OTA HDTV Reception Q&A

Updates on the DTV transition and how to receive over-the-air digital television for free.

Location: Richmond, IL, United States

Hello there! I created this blog to share the information about over-the-air HDTV reception you have been wearily searching the Web or calling technical lines for, whether you have decided for less expensive means to get your favorite TV shows, or still adjusting from the over the air broadcast DTV transition that occurred on June 12, 2009. After working for a leading antenna manufacturer for almost 5 years, during which time I've shared my expertise with those who asked on the phone and by email at work, I decided to do the same in the Blogosphere! Confused about getting your local HD channels? Just click through the archives, some of the most useful information is in the early posts from 2005-06. If you want to get in touch with me with antenna related questions, just leave a comment anywhere on this site.

Tuesday, June 10, 2008


In the state where the first ever DTV station began over-the-air broadcasting about 10 years ago, a small TV market has agreed to be a beta test for the loss of analog off-air TV signals.
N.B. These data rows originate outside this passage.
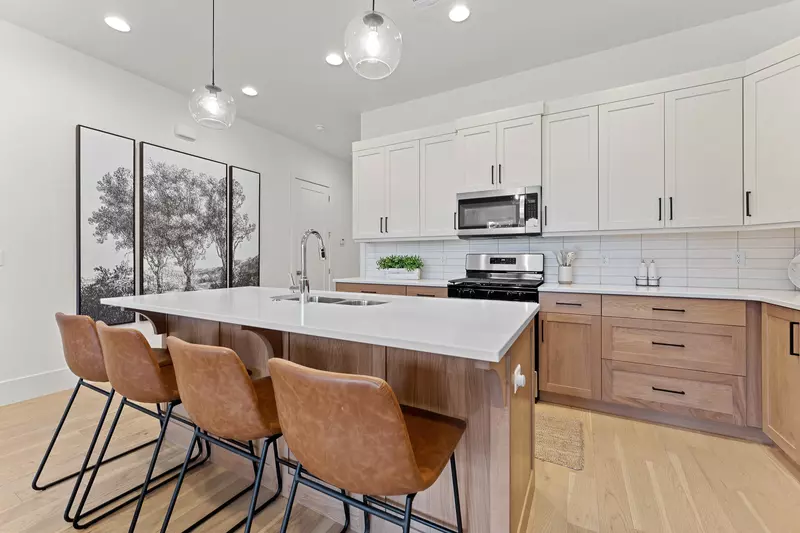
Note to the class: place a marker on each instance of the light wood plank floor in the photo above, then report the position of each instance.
(638, 477)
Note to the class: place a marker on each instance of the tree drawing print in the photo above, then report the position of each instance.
(106, 224)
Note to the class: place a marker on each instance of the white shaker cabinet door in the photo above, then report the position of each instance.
(632, 164)
(402, 182)
(369, 193)
(519, 153)
(772, 156)
(569, 171)
(704, 156)
(478, 158)
(439, 184)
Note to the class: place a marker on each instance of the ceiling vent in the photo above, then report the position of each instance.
(424, 3)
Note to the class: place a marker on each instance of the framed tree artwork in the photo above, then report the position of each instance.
(244, 227)
(183, 221)
(105, 222)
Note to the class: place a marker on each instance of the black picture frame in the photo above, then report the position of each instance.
(231, 214)
(143, 146)
(114, 316)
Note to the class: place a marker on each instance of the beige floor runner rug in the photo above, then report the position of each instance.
(559, 441)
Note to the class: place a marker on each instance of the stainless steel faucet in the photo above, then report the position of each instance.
(304, 286)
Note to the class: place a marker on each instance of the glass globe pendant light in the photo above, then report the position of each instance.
(209, 105)
(373, 45)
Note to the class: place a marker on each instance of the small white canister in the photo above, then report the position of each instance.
(565, 275)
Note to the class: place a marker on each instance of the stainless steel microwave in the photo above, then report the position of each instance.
(499, 212)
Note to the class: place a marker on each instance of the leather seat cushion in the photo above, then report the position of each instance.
(434, 438)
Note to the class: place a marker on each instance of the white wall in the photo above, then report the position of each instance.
(47, 90)
(718, 43)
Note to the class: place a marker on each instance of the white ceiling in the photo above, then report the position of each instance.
(280, 46)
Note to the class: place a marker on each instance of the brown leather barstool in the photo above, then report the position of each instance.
(227, 407)
(350, 432)
(84, 357)
(142, 375)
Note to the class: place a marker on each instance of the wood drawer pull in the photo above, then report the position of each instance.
(669, 344)
(683, 393)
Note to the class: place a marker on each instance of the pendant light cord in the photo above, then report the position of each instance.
(214, 42)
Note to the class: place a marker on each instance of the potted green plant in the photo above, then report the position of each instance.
(401, 266)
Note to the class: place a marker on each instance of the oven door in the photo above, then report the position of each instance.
(491, 213)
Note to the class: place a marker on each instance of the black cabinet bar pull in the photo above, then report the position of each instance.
(669, 344)
(669, 391)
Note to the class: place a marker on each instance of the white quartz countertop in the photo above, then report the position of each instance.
(789, 299)
(472, 329)
(382, 281)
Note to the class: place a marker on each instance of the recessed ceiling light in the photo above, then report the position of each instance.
(118, 23)
(459, 13)
(334, 59)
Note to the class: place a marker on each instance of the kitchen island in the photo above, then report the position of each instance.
(462, 358)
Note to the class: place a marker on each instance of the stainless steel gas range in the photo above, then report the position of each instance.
(510, 277)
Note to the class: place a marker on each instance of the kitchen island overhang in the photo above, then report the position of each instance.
(456, 357)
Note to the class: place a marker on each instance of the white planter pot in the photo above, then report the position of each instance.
(565, 275)
(402, 273)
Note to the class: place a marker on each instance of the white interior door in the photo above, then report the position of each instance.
(478, 147)
(438, 186)
(632, 164)
(311, 210)
(704, 156)
(519, 153)
(569, 171)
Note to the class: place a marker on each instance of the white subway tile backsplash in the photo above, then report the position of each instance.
(705, 259)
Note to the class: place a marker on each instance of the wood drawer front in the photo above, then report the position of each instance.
(701, 395)
(704, 347)
(724, 312)
(371, 288)
(572, 304)
(426, 292)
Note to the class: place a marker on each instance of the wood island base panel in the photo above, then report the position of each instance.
(494, 458)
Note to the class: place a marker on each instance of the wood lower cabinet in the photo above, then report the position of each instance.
(781, 378)
(570, 355)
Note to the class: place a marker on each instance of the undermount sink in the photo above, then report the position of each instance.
(328, 300)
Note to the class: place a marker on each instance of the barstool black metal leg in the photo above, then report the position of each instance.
(152, 467)
(87, 457)
(35, 482)
(407, 515)
(254, 501)
(178, 485)
(459, 524)
(292, 494)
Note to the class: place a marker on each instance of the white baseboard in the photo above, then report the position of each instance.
(27, 387)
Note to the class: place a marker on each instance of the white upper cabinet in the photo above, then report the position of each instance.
(369, 193)
(771, 131)
(703, 157)
(402, 184)
(569, 170)
(478, 158)
(519, 153)
(632, 164)
(439, 183)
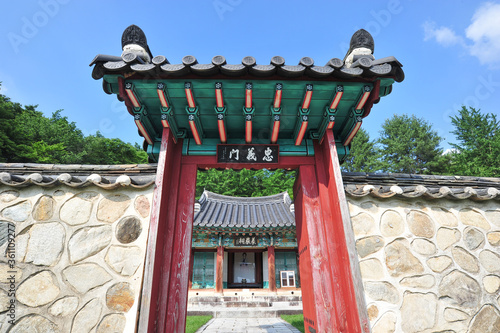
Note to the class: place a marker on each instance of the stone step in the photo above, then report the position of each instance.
(232, 304)
(223, 299)
(259, 312)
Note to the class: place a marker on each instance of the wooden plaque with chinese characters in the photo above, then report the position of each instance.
(261, 154)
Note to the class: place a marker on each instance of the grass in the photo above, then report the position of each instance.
(296, 321)
(193, 323)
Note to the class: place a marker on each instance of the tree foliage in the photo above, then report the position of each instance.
(245, 183)
(26, 135)
(363, 154)
(409, 145)
(477, 152)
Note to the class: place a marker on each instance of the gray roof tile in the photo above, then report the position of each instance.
(221, 211)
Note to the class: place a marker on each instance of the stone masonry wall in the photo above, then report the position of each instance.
(79, 256)
(429, 265)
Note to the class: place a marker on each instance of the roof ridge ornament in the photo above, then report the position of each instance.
(134, 41)
(362, 44)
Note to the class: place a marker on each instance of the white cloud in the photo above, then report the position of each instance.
(443, 35)
(484, 32)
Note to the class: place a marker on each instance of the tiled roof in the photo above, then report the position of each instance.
(358, 62)
(108, 177)
(379, 185)
(225, 212)
(384, 185)
(368, 67)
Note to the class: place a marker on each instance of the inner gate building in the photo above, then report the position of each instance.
(252, 239)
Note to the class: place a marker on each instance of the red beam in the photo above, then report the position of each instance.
(316, 281)
(219, 270)
(271, 268)
(179, 269)
(374, 96)
(342, 249)
(154, 276)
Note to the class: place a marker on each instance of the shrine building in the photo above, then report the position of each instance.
(254, 238)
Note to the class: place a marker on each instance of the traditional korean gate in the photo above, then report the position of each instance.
(275, 116)
(332, 292)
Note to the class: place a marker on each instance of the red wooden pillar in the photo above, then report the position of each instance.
(314, 264)
(219, 270)
(160, 239)
(176, 309)
(191, 262)
(349, 297)
(271, 265)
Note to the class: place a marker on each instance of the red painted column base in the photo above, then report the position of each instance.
(271, 267)
(219, 270)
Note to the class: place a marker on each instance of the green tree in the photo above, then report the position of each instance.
(410, 145)
(477, 152)
(26, 135)
(101, 150)
(8, 111)
(363, 154)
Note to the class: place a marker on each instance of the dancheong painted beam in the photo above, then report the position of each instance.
(198, 116)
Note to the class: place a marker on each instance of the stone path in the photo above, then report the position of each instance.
(247, 325)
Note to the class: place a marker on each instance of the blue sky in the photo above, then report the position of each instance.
(450, 49)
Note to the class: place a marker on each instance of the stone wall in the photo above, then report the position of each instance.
(429, 265)
(78, 259)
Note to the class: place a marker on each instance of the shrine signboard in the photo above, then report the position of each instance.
(247, 153)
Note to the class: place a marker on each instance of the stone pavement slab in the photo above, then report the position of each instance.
(247, 325)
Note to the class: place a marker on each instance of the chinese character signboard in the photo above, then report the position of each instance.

Four full-power TV stations in the Wilmington, N.C. market have agreed to shut down their analog signals on September 8, 2008, ahead of the February 17 2009 shutoff date for the rest of the nation's full-power broadcast TV signals, to see how viewers would react to losing their reception of off-air broadcasts by not upgrading their old TV sets. This came following the request of FCC chair Michael Copps in March to see about doing a test run of ending over-the-air analog broadcasts for a short time to prepare for any kind of a public reaction to the end of over-the-air analog broadcasts despite the efforts of the NAB and local stations to make viewers aware of the DTV transition.

The PBS affiliate in the area which is a satellite of a statewide public television service will not participate in this test and will continue their analog broadcast in September as well as a low-power MyNetworkTV affiliate, which would not be affected by the transition at this time, anyway. However, the stations may run a crawl informing viewers who did not get a DTV converter and switching channels what has happened. Additionally, some households in this small market may still be able to receive and view analog signals from outside the Wilmington market.

Based on an early survey, the community has some work to do to make their viewers aware of this experiment. Only 18 percent of those surveyed in the market are aware of this early shutdown, while 29 percent answered February 17, 2009 as the shutoff date.

Still, it is likely that come September there may some national media interest in this experiment that will help make the rest of the nation aware of the transition and prepare their sets for February 2009, and it will allow the FCC and those involved in the transition to be ready to react from any kind of public outcry and unrest when many analog TV broadcasts suddenly go dark.